Bendix Carstensen <b...@steno.dk> Oct 03 linked a question about viewing output to this issue, arriving at:
“It's immaterial how you arrive at the script. The
point is that you run it an batch mode at the end to get a coherent
documentation of what you did from reading data to the results you present.
Otherwise your results does not qualify as reproducible.”
That’s true but to my mind does not go far enough. Increasingly, labs have exacting standards to determine that chemicals are pure and fit for use, instruments calibrated, and staff trained and certified for procedures (other research areas have equivalents). It’s so depressing that the data then get put through software that, according to the ISO standard 17025 5.4.7.2: “Commercial off-the-shelf software (eg wordprocessing, database and statistical programmes [sic]) in general use within their designated application range may be considered to be sufficiently validated, … the laboratory shall ensure that computer software developed by the user is documented in sufficient detail and is suitably validated as being adequate for use, [and] procedures are established and implemented for protecting the data.”

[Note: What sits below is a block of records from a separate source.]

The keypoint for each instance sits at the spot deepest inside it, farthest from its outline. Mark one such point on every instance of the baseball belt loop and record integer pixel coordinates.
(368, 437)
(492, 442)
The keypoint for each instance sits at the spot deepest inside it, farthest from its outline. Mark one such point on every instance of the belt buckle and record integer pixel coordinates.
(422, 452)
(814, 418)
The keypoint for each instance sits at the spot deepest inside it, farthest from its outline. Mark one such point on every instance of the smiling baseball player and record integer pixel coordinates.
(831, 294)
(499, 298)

What that means in practice is the data often goes into Excel, ad hoc “corrections” are then applied and the file overwritten, and formulas and data get mixed up on one sheet. The data may be extracted either by saving a text file or cut’n’paste to create an R dataset. R is used “because it’s free”. Without intending disparagement, many people are now using R with no concepts of programming (a computer does what you tell it, not what you want), numerical analysis (does 1.5 = 3/2 in a test?), or data structures (eg treatment of missing values).
Running analyses from a batch file would be a considerable step forward, but still means only that the final program is retained with little record of how it was developed, what changes were made to the data en route, and what test data had been used to validate the user-written R program. How can you link an output value to a lab reading when the data may have units changed, observations aggregated or merged, outliers rejected or values imputed, and transformations applied? If you change no *value* in Excel, it will still timestamp the file as “last modified” if you change a column width or font or add a graph.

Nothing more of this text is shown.